A fourth reason why there is room on the upside for higher prices is the fact that the market won’t be blindsided by higher output from Libya and Nigeria again. “One of the reasons why the oil price declined over the last month was obviously Libya came back on-stream. That is now fully discounted into the market,” Bob Parker of Quilvest Investment Management said on Bloomberg TV. Parker also argued that the higher production levels from OPEC, which made headlines regarding the cartel’s weaker compliance rate, were rather trivial figures. He said that in the grand scheme of things, the slight uptick in OPEC output was not a big deal.
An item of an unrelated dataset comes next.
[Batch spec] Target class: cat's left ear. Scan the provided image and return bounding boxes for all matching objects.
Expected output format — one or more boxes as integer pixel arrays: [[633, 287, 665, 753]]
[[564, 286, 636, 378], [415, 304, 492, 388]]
The more positive sentiment in the market is visible in the recent moves made by investors. Hedge funds and other money managers, having built up an extraordinary level of short positions in June, began liquidating them a few weeks ago. The most recent data shows that investors staked out more bullish positioning in each of the last two weeks, a period that corresponded with rising oil prices. Traders are “starting to see, not necessarily full conviction, but a little bit more optimism about some of the developments in the market, even though the overall tone is clearly still bearish — it’s kind of going from bad to a little less bad,” Tamar Essner, an energy analyst at Nasdaq Inc., told Bloomberg.
Oil prices jumped by 5 percent last week, and the fears of sub-$40 oil are starting to fade away.